Deep-red electro-fluorescence based on an excimer emission with hot-exciton channels

Abstract

Red and deep-red fluorescent materials are broadly applied in many fields, such as organic light emitting diodes (OLEDs), biological imaging and night-vision devices. In this work, we designed and synthesized two orange to red emissive donor–acceptor (D–A) materials, DMAC-NZP and DMAC-NZC, in which DMAC-NZC possesses an extra cyano group.
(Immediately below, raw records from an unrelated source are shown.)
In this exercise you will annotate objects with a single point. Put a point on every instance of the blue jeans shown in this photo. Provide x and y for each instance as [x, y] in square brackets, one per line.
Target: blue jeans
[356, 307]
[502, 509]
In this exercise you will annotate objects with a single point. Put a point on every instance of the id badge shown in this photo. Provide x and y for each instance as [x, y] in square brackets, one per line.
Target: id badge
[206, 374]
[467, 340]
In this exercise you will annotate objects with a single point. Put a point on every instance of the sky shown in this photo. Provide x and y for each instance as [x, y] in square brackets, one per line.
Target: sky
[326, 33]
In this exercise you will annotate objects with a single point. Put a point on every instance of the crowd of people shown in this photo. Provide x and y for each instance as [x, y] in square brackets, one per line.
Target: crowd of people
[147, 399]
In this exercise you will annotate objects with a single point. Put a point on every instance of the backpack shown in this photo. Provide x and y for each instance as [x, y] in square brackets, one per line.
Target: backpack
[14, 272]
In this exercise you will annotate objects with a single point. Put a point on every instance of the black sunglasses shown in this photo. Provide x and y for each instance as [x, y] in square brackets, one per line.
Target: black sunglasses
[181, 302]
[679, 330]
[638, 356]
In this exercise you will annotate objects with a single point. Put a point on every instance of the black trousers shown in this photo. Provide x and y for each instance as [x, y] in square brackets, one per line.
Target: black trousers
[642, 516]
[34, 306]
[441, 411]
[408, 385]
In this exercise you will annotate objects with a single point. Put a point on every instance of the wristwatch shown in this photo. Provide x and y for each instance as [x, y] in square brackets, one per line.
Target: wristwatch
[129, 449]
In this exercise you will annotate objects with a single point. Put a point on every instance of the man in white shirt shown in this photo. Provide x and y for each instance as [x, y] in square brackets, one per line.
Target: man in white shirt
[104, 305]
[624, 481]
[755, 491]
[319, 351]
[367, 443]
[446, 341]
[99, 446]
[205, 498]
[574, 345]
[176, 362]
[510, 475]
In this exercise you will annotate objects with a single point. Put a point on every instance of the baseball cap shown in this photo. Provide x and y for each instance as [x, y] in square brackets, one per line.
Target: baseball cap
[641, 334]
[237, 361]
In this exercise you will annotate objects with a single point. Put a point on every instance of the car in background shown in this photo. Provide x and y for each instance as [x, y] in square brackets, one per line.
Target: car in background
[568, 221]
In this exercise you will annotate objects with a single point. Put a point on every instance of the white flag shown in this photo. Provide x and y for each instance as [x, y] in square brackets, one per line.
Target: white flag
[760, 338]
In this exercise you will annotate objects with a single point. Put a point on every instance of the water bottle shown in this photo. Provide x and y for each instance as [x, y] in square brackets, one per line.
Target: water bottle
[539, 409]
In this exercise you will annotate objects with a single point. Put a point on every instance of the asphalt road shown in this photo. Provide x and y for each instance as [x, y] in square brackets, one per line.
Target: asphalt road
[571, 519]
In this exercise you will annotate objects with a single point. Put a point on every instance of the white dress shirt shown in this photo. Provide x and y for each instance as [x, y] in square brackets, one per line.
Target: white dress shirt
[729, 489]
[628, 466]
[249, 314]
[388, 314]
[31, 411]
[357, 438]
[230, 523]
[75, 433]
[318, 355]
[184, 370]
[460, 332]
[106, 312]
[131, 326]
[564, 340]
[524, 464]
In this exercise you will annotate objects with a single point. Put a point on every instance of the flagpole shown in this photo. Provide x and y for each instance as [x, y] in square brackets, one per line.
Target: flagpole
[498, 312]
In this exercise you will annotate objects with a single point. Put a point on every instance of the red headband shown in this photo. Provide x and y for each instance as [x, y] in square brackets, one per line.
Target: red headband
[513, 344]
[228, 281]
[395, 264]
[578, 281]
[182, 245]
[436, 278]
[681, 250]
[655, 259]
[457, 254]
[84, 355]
The DMAC-NZC aggregate demonstrates a large red-shift of 60 nm compared with DMAC-NZP, which can be assigned to the formation of discrete dimer and excimer emissions in its single crystal and neat films, respectively, upon cyano-substitution. Both DMAC-NZC and DMAC-NZP exhibit a maximum external quantum efficiency (EQE_max) of over 4% and a very small efficiency roll-off in doped OLEDs. More importantly, the non-doped OLEDs of DMAC-NZC show deep-red electrofluorescence at 688 nm with a considerably high exciton utilization efficiency (EUE) of 55%–82%. This work not only gives a new functional group for the construction of deep-red pure organic efficient excimer materials, but also further verifies that the “hot exciton” theory can also be effective in the excimer-based OLEDs.